Is there anyway to get accuracy equal to Yolov4 in Detect-net-v2 (with resnet18) using transfer learning toolkit (TLT)?

muhammadrizwanmunawar · May 31, 2021, 12:33pm

I trained (detect-net-v2 with resnet-18) on single class containing 1,60,000 training images.

The Mean average precision (MAP) I got is almost 73%. while on same data in yolov4 I got 91% MAP (Mean average precision).

I Know that increase in layers is directly related to Mean average precision and accuracy, but I am working on deep-stream.

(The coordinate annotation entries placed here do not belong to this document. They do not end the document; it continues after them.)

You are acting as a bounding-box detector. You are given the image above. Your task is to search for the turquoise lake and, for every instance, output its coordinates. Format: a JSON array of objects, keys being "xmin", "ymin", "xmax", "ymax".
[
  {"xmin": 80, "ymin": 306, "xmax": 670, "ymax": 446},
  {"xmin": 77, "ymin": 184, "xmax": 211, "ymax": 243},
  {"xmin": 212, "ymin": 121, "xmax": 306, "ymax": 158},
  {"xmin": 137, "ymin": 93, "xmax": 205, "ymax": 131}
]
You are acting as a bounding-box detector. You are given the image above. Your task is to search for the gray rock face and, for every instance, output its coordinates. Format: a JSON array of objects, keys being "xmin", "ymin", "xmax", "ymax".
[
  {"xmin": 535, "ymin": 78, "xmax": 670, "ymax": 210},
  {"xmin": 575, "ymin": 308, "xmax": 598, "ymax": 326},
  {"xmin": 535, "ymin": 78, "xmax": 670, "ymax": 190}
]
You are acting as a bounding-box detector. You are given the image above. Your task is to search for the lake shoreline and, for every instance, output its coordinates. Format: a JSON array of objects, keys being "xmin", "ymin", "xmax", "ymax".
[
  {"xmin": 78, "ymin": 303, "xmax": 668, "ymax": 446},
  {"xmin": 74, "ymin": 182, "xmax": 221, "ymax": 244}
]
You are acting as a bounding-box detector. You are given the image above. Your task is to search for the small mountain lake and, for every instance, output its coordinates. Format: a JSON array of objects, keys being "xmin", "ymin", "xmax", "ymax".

I need (FPS+good detection), If I will increase layers so, my FPS will move down.

Morganh · May 31, 2021, 1:33pm

Is the person class small object?

muhammadrizwanmunawar · May 31, 2021, 1:34pm

No, images have large size, all images are resized (640,480)

Morganh · May 31, 2021, 1:35pm

I mean the size of each bbox for the person. Is it small?

muhammadrizwanmunawar · May 31, 2021, 1:39pm

bbox varies for every image. (My dataset includes coco data and open images of person class).

Morganh · May 31, 2021, 1:44pm

You can calculate the average resolution according to the coordinate of each label.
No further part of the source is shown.